There was a caterwaul from the ground, pain and rage, and then a cacophony of yowling and yipping, and Malawen clung to her tree, sobbing in terror. Finally the noises began to move away, until at last everything was silent, and she choked back her tears to listen. Nothing. Not the hoot of an owl, not the faintest moan of any creature. And then Canohando's voice came softly, "Elfling? Climb down now; they are gone."

A moment later he was just below her, holding out his hand, and she unwound herself from the tree trunk and let him help her from branch to branch all the way down. But her knees nearly folded beneath her when she looked around; there were a half a dozen dead wolves scattered about on the ground under the tree, transfixed by arrows.

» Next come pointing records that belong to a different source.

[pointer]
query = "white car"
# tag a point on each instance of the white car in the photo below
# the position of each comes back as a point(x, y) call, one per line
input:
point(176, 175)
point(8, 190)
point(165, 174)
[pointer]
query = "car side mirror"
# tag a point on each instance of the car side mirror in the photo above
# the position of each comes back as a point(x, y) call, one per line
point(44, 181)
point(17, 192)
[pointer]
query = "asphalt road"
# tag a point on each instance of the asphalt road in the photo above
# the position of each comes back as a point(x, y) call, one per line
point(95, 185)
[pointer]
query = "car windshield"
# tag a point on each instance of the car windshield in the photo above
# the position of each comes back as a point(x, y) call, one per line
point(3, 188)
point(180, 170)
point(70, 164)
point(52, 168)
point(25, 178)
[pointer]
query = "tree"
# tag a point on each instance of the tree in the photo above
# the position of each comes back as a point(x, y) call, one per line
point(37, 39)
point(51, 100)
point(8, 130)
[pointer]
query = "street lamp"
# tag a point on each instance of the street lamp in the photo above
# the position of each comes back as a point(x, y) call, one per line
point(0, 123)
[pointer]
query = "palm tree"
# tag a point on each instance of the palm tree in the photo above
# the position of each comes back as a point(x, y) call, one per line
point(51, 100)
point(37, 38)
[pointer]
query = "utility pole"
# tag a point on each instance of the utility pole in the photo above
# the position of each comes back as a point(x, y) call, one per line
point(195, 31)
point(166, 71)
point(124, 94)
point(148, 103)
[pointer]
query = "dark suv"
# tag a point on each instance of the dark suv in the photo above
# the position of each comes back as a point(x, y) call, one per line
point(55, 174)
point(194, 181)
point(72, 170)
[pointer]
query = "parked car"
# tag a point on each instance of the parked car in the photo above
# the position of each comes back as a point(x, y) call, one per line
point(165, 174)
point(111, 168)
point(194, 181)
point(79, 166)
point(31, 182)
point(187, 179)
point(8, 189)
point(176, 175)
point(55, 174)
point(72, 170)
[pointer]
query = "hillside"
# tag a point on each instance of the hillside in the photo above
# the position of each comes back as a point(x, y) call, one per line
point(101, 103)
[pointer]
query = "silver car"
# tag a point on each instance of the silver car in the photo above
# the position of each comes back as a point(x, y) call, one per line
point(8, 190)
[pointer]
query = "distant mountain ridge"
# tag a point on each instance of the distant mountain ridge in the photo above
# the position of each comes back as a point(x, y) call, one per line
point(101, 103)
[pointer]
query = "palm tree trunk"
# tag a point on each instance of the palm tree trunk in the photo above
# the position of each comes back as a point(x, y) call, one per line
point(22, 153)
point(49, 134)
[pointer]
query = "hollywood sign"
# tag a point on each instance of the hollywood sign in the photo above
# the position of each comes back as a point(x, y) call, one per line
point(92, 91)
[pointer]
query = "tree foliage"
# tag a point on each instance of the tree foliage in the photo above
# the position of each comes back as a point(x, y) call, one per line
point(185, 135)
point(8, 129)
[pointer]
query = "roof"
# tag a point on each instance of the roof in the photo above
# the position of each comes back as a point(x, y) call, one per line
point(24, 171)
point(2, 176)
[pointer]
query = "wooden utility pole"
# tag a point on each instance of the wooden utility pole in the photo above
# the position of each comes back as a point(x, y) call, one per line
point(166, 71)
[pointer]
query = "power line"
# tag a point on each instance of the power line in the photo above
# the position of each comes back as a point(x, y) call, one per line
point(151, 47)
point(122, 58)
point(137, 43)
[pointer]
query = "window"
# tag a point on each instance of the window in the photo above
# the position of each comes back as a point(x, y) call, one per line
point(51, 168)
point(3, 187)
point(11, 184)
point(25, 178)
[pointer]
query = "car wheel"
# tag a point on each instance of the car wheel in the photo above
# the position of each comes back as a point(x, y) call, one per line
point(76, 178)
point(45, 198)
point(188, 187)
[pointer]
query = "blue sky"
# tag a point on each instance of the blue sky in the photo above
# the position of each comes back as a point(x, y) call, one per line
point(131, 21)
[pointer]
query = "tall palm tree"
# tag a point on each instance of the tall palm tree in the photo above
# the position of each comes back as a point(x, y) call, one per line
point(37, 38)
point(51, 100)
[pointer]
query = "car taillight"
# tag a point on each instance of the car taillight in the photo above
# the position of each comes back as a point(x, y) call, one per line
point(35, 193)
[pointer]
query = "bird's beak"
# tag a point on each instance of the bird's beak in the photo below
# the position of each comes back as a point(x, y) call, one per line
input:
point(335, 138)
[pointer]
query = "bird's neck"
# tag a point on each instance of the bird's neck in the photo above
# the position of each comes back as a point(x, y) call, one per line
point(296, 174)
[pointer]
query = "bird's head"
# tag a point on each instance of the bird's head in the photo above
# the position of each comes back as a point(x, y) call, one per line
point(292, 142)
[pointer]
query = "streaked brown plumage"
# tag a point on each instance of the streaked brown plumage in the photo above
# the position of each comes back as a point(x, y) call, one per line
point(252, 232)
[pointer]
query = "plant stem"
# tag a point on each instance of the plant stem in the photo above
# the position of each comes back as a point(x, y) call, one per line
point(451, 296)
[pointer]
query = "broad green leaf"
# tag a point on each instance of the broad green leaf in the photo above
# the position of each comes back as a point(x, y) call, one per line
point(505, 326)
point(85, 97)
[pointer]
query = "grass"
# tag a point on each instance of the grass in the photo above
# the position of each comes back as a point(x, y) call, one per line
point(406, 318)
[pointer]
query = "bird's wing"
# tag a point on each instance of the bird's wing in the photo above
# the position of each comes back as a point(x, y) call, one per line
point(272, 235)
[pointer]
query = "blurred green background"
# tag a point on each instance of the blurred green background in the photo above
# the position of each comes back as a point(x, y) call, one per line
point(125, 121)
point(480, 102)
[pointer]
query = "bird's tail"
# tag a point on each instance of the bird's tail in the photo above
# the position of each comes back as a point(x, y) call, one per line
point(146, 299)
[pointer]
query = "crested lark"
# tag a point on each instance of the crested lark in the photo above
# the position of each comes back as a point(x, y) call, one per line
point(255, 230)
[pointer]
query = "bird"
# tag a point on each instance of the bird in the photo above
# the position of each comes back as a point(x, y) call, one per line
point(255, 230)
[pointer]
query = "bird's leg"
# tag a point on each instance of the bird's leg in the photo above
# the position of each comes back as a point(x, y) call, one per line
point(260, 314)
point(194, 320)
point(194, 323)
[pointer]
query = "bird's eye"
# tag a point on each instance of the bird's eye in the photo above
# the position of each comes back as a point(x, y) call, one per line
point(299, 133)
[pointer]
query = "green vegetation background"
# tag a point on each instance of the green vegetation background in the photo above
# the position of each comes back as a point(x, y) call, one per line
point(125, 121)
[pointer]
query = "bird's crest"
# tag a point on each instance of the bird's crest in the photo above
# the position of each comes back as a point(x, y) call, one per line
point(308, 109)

"Come, Elfling, we will go back to our hammocks. I don't think they will return, but we are safer in the treetop, and there we can rest."

She still gripped his hand and would not let him draw it away. "Don't leave me."

"No." His voice was gentle. "I will not leave. Come, now."

But when they had found their own tree again, she would not sleep alone. Nothing would satisfy her but to crowd into his hammock with him, cuddling under his arm and pillowing her head on his chest.

"I can hear your heart," she said after a while. He grunted and she reached up to rest her hand on his shoulder. "It is a good heart, Canohando. Not depraved."

He did not answer and soon she fell asleep, her breathing soft and regular. Her arm slipped down to her side, but her cheek was still warm against his chest and he stroked her head, his clawed hand feather light on her hair. At length he wrapped his arms around her and closed his eyes.

"Elfling," he whispered. "My little Elfling."